Linking to a question that I previously asked (Differentiate expressions involving symmetric matrix $\mathbf{D}=\mathrm{diag}(\tau)\Omega\mathrm{diag}(\tau)$ with respect to element of $\tau$), I now find that I need to find the value of the following:
$$ \frac{d(\mathbf{b}^{T}\mathbf{D}^{-1}\mathbf{b})}{db_{g}} $$
In the above, $\mathbf{D}^{-1}$ is the inverse of a symmetric $q$ by $q$ covariance matrix, and $\mathbf{b}$ is a vector of length $q$. I want to differentiate the expression with respect to the $g$th element of $\mathbf{b}$.
I can see (e.g. using equation 85 in matrix cookbook https://www.math.uwaterloo.ca/~hwolkowi/matrixcookbook.pdf how to find the value of the above if differentiating by $\mathbf{b}$, but cannot see a clear step-by-step explanation for a single element $b_g$. Any guidance / help / pointers would be greatly appreciated.
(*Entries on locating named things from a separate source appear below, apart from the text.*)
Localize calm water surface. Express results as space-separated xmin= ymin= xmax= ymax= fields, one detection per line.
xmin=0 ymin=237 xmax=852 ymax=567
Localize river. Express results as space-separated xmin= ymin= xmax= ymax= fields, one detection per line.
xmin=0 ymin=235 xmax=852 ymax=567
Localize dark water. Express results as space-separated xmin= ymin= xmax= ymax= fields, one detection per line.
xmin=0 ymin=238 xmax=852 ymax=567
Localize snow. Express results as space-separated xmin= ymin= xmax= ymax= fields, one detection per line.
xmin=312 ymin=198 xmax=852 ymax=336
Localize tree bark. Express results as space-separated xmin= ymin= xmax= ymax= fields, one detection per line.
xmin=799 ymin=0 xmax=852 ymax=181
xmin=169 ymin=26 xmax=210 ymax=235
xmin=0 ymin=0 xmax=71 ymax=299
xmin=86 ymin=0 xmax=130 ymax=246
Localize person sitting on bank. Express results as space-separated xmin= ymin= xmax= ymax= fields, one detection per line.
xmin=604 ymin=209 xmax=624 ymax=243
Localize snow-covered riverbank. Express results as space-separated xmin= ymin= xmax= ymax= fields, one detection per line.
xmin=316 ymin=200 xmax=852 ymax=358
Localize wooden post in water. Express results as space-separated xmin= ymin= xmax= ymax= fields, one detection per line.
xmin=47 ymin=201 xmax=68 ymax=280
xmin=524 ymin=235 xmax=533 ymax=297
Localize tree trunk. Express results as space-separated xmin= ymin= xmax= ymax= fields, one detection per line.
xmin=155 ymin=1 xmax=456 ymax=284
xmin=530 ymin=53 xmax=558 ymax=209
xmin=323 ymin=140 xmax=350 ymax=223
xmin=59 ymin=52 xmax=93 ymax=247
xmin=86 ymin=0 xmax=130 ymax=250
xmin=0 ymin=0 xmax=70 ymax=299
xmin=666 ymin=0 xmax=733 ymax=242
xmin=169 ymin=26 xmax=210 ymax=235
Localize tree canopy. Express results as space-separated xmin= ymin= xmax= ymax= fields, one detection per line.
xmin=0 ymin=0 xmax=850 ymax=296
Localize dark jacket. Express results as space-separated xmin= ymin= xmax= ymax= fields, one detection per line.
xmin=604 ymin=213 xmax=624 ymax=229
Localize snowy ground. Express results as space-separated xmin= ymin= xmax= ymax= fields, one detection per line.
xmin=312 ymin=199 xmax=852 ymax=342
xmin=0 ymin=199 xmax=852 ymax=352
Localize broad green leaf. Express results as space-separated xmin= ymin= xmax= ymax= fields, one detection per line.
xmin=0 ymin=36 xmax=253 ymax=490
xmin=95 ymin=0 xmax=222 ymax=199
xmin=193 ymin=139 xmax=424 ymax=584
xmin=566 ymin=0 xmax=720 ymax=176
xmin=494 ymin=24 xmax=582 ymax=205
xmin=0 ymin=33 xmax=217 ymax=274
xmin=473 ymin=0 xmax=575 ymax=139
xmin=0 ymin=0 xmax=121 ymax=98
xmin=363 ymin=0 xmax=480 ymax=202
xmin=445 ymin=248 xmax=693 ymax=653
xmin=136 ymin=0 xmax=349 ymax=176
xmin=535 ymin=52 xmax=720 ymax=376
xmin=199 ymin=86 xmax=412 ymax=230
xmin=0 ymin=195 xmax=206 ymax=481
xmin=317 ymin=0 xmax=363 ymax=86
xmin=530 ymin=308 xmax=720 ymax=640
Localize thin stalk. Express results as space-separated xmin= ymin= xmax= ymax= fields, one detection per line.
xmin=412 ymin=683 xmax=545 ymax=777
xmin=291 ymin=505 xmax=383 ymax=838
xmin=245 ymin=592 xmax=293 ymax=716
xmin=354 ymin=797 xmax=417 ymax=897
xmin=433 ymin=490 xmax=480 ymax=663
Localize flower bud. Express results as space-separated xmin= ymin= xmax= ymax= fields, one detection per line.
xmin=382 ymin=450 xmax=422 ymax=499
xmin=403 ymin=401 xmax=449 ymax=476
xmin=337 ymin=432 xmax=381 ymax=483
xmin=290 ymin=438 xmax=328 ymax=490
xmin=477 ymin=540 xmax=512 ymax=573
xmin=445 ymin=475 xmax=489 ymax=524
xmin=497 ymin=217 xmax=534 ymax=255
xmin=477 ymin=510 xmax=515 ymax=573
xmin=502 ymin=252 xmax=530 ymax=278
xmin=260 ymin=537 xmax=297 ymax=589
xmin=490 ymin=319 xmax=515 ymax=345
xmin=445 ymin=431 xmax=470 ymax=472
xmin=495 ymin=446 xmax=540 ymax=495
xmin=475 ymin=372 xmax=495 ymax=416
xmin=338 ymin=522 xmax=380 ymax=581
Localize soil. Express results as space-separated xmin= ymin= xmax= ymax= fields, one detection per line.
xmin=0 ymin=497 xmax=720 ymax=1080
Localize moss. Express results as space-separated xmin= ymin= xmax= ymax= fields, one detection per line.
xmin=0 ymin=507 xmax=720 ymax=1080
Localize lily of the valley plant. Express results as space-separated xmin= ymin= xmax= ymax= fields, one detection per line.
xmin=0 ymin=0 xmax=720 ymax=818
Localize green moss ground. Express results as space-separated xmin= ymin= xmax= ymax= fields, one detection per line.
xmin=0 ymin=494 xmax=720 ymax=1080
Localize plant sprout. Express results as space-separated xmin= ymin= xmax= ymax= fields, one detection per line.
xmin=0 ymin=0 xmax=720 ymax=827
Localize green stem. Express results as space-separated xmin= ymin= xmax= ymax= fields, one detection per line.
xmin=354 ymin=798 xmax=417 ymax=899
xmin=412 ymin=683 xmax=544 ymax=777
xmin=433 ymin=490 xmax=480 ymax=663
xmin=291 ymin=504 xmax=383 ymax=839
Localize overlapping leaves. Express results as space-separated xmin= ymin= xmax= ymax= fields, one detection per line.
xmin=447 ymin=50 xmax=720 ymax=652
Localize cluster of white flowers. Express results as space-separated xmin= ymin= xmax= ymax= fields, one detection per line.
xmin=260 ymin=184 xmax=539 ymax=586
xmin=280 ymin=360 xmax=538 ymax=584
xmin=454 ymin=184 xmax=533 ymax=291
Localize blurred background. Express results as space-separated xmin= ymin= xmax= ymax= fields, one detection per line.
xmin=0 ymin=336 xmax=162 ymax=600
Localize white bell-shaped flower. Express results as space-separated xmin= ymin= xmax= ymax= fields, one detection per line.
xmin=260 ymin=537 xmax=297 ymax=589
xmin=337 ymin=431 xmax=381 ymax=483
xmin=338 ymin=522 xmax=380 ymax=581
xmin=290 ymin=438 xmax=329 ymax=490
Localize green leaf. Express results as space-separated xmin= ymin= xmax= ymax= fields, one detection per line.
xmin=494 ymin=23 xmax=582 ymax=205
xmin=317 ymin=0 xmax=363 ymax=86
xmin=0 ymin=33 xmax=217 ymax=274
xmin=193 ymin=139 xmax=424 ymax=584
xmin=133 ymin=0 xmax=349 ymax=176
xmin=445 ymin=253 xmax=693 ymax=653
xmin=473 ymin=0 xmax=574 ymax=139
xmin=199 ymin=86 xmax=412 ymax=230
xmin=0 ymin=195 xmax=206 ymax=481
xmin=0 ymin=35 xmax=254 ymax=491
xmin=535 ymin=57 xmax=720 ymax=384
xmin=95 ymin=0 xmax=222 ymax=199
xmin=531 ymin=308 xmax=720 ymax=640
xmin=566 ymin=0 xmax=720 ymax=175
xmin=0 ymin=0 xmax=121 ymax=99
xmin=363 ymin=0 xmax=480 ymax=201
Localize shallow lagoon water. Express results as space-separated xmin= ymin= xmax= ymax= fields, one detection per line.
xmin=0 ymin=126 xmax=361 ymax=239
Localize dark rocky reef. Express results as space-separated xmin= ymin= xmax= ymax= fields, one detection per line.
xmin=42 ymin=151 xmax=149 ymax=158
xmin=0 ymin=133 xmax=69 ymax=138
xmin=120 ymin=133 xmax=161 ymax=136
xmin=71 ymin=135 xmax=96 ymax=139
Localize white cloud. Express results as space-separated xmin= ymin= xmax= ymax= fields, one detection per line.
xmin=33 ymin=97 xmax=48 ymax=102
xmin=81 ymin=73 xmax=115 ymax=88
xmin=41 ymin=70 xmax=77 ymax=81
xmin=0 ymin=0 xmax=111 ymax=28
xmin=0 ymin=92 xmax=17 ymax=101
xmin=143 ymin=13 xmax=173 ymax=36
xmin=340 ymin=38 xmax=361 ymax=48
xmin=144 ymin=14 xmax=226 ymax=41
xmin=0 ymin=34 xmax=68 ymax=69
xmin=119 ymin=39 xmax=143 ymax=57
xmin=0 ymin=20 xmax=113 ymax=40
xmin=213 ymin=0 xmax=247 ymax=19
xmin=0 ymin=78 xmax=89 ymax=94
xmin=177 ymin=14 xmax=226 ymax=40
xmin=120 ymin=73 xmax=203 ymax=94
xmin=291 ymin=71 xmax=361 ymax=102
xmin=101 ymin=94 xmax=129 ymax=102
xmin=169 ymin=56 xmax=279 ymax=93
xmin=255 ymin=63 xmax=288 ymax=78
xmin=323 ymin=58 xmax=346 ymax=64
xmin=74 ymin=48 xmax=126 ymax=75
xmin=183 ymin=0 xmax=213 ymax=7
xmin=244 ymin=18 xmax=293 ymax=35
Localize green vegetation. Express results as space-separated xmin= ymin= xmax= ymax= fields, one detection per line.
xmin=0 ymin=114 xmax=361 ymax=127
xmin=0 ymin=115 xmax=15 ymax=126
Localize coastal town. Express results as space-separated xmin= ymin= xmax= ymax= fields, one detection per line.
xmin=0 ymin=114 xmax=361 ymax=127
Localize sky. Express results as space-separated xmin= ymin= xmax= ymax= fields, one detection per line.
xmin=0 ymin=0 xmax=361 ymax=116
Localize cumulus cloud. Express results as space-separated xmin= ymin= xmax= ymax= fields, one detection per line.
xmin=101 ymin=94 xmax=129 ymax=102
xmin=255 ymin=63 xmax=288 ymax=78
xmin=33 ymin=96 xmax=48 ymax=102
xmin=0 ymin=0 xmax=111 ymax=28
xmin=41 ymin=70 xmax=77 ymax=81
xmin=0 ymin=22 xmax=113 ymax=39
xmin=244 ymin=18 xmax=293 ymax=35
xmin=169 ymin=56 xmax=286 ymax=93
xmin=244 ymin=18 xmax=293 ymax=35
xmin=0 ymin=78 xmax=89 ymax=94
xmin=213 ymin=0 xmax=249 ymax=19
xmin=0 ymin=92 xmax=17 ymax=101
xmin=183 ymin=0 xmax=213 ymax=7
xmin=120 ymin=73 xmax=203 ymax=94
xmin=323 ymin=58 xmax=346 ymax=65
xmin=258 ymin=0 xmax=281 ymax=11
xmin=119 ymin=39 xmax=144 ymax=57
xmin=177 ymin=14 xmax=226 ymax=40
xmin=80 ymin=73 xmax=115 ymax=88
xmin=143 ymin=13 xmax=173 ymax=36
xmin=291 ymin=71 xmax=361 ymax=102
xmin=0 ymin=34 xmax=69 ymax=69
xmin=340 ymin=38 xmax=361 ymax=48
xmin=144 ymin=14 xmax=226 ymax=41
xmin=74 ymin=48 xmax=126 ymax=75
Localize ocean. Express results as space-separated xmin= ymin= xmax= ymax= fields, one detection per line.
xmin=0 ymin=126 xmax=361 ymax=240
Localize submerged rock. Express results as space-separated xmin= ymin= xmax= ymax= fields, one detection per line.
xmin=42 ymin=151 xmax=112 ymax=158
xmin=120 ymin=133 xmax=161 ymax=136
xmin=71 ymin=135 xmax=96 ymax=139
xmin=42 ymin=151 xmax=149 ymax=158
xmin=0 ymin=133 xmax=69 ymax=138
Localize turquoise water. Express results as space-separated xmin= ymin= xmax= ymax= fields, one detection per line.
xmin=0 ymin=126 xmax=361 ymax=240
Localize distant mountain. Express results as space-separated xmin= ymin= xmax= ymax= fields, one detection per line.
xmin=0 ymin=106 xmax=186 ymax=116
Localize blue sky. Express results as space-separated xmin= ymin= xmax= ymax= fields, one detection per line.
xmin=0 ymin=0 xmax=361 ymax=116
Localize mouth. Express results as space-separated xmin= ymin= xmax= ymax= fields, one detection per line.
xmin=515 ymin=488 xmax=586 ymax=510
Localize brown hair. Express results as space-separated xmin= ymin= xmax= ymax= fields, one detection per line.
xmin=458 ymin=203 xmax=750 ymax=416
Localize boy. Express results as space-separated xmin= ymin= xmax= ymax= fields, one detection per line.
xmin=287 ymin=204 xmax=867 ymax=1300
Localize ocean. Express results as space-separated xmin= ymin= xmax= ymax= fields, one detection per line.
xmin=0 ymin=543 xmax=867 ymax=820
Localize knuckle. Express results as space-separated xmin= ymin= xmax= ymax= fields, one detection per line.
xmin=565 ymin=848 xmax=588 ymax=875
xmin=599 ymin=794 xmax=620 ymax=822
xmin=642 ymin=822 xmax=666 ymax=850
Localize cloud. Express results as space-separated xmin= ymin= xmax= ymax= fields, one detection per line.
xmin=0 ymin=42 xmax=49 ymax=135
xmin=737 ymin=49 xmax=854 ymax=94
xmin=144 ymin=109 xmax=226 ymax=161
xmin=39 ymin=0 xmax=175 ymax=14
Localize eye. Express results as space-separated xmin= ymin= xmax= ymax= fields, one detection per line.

Background: This stems from manipulating a multivariate normal distribution for parameter $\mathbf{b}$ with mean vector equal to vector of zeros and covariance matrix equal to $\mathbf{D}$.
Take $f(b) = b^TD^{-1}b$. From the equation you mention, we have $$ \frac{\partial f}{\partial b} = 2D^{-1}b. $$ Note that this assumes that $D$ is symmetric (which applies in your case because $D$ is a covariance matrix) and that $D$ is independent of $b$.
Since we're taking a derivative with respect to a column-vector, extracting the individual partial derivative is simple. $\frac{\partial f}{\partial b_g}$ is just the $g$th entry of $\frac{\partial f}{\partial b}$. In particular: let $e_g$ denote the $g$th column of the size $q$ identity matrix. We have $$ \frac{\partial f}{\partial b} = e_g^T(2D^{-1}b) = 2(e_g^TD^{-1})b. $$ Note that $e_g^T D^{-1}$ is the $g$th row of $D^{-1}$.